Auch die anderen Kreise in der Region dürften sich dafür interessieren. Seit das Land zum Schuljahr 2015/2016 die Inklusion im Schulgesetz verankert hat, werden an immer mehr Schulen in immer mehr Klassen Schulbegleiter eingesetzt. Sie assistieren Kindern mit körperlicher oder geistiger Behinderungen oder eben Schülern mit seelischen Beeinträchtigungen wie Konzentrationsstörungen oder schwierigem Sozialverhalten. Besonders im Bereich der seelischen Behinderungen haben sich die Zahlen drastisch erhöht.

Im Kreis Böblingen hat sich die Zahl verzehnfacht

Im Kreis Böblingen gab es in den vergangenen zehn Jahren eine Verzehnfachung dieser Fälle auf aktuell 151. Im Kreis Esslingen wuchs die Zahl allein seit 2014 von 48 auf 142. Im Rems-Murr-Kreis haben sich die Fallzahlen in zehn Jahren mehr als verdoppelt, von 66 auf 147. Moderater fällt der Anstieg im Kreis Ludwigsburg seit 2013 aus – von 87 auf 114. Die Fallzahlen von Schulbegleitungen für körperlich oder geistig behinderte Kinder sind überall ebenfalls deutlich gestiegen.

Landeszahlen gibt es nicht. Allerdings hat die Universität Ulm im Auftrag der Baden-Württemberg-Stiftung vor zwei Jahren eine Erhebung unter den 3553 Schulen im Land durchgeführt. Demzufolge war in jedem dritten Haus mindestens ein Schulbegleiter im Einsatz. Drei Viertel davon kümmerten sich um Kinder mit seelischen Beeinträchtigungen. Mehr als 40 Prozent waren in Grundschulen, ein Drittel an kombinierten Grund- und Werkreal- oder Hauptschulen.
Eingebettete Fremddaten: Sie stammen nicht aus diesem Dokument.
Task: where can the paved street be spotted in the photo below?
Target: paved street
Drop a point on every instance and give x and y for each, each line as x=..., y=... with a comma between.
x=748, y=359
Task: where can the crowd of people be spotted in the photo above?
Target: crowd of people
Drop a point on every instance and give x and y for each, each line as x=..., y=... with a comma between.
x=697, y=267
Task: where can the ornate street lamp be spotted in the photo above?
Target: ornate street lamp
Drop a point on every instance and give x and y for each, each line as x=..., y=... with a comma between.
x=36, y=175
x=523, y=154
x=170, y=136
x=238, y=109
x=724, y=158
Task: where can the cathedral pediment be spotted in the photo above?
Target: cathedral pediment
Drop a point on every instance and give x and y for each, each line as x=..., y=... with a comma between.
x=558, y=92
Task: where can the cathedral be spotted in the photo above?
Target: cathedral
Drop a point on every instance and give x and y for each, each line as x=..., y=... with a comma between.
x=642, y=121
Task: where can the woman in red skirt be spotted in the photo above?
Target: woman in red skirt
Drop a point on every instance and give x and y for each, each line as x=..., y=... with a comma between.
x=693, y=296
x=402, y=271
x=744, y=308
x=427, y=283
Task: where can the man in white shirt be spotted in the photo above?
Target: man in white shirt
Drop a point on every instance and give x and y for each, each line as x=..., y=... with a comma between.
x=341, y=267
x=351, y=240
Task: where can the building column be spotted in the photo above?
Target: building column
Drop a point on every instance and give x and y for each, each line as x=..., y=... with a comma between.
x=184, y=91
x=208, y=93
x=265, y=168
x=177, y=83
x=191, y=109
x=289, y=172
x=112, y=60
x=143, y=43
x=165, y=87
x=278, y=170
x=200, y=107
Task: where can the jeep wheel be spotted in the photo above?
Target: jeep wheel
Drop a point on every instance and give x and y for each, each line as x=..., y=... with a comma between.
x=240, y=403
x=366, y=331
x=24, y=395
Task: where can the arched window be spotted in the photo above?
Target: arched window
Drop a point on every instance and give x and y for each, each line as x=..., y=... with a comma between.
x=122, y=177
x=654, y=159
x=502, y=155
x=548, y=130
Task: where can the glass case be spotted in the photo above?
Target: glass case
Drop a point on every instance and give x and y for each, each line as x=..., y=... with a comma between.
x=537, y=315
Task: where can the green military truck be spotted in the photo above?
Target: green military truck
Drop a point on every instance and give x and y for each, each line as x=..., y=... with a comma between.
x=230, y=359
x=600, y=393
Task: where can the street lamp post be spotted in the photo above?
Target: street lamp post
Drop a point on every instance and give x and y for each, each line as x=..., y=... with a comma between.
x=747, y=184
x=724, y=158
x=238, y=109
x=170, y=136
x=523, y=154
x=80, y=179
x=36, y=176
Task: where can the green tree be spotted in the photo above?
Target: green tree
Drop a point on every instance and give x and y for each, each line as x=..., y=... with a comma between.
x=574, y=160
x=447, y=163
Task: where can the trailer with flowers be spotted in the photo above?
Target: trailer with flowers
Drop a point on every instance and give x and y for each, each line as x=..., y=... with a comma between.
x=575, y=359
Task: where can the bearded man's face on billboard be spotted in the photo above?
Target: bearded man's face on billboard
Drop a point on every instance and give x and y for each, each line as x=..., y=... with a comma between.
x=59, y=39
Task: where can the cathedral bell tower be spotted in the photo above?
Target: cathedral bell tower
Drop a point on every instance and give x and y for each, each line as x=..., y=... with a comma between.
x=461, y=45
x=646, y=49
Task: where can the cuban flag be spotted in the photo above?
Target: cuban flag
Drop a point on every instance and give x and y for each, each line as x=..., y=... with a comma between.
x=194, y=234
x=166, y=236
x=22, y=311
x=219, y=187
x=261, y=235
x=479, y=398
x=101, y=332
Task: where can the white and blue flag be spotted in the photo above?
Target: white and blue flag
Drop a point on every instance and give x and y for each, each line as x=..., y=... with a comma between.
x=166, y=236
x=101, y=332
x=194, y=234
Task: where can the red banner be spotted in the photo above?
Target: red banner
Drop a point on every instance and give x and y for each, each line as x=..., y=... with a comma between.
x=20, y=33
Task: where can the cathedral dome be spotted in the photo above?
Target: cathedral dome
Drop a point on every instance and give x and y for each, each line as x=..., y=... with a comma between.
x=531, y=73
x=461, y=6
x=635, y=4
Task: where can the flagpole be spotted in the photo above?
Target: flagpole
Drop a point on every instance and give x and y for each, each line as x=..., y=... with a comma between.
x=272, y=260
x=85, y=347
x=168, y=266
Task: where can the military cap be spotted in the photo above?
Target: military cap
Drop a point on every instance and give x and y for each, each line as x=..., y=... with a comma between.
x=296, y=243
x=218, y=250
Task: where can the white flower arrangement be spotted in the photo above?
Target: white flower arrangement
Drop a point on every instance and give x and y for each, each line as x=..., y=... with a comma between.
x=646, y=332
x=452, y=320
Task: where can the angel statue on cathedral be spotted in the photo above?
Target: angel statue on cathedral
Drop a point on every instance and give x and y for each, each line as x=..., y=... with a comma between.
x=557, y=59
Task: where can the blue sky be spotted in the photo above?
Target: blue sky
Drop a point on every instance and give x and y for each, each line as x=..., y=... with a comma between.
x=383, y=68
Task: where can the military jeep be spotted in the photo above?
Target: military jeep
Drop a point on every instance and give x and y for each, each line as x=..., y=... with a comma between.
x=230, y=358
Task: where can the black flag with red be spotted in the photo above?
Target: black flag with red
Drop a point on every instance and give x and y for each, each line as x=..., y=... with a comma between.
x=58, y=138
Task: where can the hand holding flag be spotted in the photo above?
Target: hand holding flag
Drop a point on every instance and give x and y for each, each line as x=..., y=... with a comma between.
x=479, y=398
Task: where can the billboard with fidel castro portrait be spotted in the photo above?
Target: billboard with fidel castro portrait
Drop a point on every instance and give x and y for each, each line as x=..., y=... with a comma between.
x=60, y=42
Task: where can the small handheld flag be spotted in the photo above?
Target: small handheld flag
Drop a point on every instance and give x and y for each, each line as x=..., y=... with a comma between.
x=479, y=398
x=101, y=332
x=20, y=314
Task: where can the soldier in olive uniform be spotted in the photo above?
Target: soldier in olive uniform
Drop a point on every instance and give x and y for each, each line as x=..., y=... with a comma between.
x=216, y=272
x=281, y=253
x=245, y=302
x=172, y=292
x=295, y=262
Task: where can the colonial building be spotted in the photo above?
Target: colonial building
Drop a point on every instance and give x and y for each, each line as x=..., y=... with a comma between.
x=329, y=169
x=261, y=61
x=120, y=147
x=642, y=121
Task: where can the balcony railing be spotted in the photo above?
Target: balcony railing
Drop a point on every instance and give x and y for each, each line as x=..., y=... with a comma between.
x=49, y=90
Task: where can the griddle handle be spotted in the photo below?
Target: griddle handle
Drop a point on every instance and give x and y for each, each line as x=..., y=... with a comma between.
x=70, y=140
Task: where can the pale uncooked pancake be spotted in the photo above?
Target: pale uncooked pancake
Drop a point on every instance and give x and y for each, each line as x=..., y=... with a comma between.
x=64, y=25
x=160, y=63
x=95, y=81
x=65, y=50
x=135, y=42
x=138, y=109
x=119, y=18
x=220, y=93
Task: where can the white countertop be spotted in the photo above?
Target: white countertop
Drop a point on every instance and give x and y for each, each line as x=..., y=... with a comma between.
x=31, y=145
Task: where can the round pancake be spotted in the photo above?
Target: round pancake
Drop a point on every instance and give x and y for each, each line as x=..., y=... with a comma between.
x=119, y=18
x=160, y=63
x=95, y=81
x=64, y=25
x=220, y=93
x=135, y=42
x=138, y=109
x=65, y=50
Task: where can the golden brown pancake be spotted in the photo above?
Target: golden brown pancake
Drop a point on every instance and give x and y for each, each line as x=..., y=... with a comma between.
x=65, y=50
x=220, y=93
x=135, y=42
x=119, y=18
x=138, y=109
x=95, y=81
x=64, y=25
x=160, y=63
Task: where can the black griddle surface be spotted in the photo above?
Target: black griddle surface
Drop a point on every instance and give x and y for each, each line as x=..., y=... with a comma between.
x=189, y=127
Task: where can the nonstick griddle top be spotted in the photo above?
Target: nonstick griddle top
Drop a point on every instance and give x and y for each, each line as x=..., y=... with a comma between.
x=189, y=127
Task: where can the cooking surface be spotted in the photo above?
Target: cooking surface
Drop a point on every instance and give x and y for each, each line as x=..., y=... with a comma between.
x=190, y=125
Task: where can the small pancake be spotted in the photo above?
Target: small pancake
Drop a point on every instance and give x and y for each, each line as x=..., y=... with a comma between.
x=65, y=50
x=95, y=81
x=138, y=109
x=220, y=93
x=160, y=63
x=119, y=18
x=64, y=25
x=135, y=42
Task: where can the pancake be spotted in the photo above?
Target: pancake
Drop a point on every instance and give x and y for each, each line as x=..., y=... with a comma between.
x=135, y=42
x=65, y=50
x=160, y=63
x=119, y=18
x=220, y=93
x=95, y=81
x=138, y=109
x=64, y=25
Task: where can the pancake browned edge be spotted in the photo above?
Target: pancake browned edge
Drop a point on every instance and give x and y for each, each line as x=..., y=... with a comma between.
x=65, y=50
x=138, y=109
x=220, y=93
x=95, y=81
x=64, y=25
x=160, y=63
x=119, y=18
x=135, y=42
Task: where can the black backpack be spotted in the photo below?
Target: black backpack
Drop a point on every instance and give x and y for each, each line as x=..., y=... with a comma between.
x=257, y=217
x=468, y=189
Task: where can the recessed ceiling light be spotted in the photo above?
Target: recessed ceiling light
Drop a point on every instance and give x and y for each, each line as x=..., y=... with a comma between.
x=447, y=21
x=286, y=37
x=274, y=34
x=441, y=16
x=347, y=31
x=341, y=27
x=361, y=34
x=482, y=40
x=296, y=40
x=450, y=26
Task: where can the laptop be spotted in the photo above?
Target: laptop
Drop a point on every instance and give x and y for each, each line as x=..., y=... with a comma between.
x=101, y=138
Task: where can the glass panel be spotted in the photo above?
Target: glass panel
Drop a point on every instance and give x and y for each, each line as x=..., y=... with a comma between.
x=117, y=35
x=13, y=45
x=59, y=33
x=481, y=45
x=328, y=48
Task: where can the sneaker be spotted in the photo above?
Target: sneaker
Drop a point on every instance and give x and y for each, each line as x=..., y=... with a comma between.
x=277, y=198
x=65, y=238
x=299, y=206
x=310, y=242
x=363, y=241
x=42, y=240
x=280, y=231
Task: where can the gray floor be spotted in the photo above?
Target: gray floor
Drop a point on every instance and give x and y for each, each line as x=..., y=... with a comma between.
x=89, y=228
Das Land zahlt mittlerweile 20,2 Millionen Euro

Das macht sich auch finanziell bemerkbar. Die Ausgleichszahlungen, die das Land an die für die Kosten zuständigen Kreise leistet, sind laut Kultusministerium seit 2015 von 12,1 Millionen auf 20,2 Millionen Euro gestiegen.
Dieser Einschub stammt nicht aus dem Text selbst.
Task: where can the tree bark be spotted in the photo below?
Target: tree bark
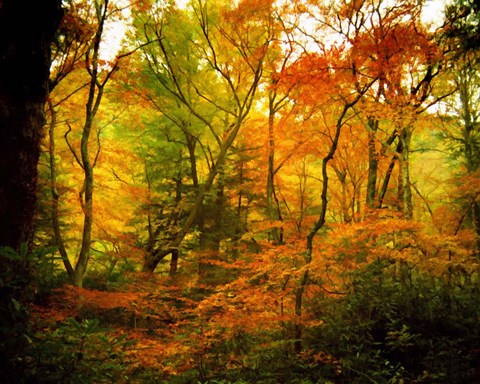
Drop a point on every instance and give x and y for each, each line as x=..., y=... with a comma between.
x=27, y=29
x=372, y=164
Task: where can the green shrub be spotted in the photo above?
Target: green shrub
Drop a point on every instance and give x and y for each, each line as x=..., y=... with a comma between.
x=406, y=326
x=78, y=352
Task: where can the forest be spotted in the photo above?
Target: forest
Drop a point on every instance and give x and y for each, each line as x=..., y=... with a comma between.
x=244, y=191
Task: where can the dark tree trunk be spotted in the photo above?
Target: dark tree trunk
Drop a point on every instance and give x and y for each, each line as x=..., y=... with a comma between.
x=27, y=29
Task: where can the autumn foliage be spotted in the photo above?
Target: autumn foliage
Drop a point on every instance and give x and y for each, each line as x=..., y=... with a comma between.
x=252, y=192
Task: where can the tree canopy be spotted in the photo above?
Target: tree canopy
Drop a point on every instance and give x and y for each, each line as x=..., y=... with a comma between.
x=232, y=192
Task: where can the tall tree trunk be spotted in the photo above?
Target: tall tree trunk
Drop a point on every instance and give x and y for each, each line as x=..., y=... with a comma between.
x=273, y=211
x=27, y=30
x=95, y=95
x=317, y=226
x=404, y=187
x=372, y=163
x=54, y=191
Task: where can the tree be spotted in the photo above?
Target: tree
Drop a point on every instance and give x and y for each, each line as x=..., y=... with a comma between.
x=85, y=45
x=235, y=73
x=27, y=30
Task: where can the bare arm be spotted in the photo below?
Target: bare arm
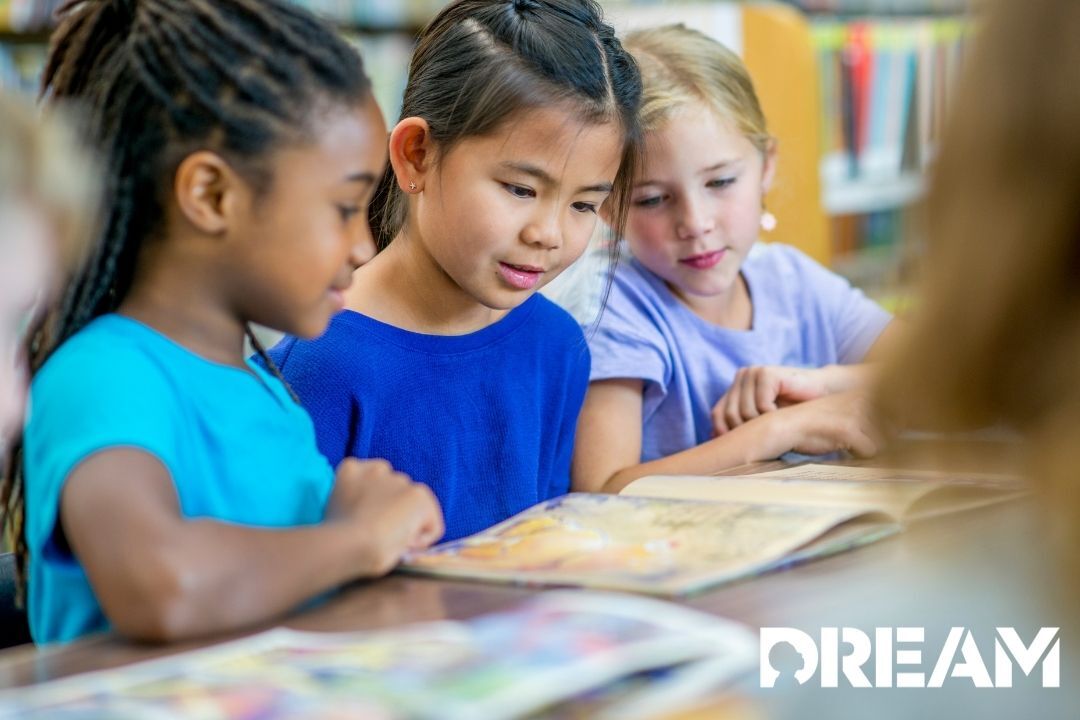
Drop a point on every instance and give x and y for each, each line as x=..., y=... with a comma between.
x=160, y=576
x=608, y=448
Kirsten Jakob von der Arbeitsgemeinschaft Gemeinsam leben – Gemeinsam lernen (LAG) nimmt beim Thema Inklusion trotzdem „Stagnation wahr“. Schulbegleiter würden als billige Hilfskräfte eingesetzt. Schulen bekämen zusätzliche Ressourcen. Für das System sei das ein bequemes Hilfsmittel. „Eigentlich war die Idee, mehr Kinder in Regelschulen zu integrieren“, sagt Jakob. Stattdessen würden mehr Regelschüler zu Kindern mit seelischer Behinderung etikettiert.